Connaissez-vous Aubin Frechon ? Avez-vous vu ses dessins sur Blake et Mortimer ? Qu'en pensez-vous ?

Je l'ai rencontré une seule fois. J'ai vu des copies de crayonnés d'une vingtaine de planches. Je suis mal placée pour donner un avis, mais je trouve qu'il s'en sort bien. Chacun a ses forces.


L'année dernière, les éditions du Lombard ont publié coup sur coup en intégrale les dix albums de la série de René Sterne Adler, puis les cinq (dont un inédit) de votre série Madila. Ces publications étaient importantes pour vous ?

Oui, bien sûr. Cela m'a fait plaisir. Le Lombard et nous, c'est une belle histoire depuis longtemps. J'aurais tellement voulu que René soit présent quand ces intégrales ont été éditées.
Plus encore pour la sortie de La Malédiction des trente deniers. Il aurait été si content de pouvoir le terminer et de le voir publié.

Quels sont vos projets actuels ? Où en est Eclipse ?

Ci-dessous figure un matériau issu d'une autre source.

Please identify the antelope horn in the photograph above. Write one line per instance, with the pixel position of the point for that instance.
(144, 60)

J'ai fait un petit break. Tout a été mis en veilleuse pour  terminer La Malédiction des trente deniers dans des temps presque raisonnables, même si tout est relatif. Je vais retourner à Eclipse avec Juan d'Oultremont. On avait terminé le premier album, sauf les couleurs. Il en reste trois autres dont un scénarisé et esquissé. J'allais commencer les planches quand René a disparu.


En guise de conclusion et à quelques semaines de la parution d'un album si particulier, qu'avez-vous envie de dire aux lecteurs ?

J'espère qu'ils auront du plaisir à lire cet album, tout simplement.


* Laurence Croix a réalisé les couleurs de l'album Le Groom vert-de-gris de Yann et Olivier Schwartz.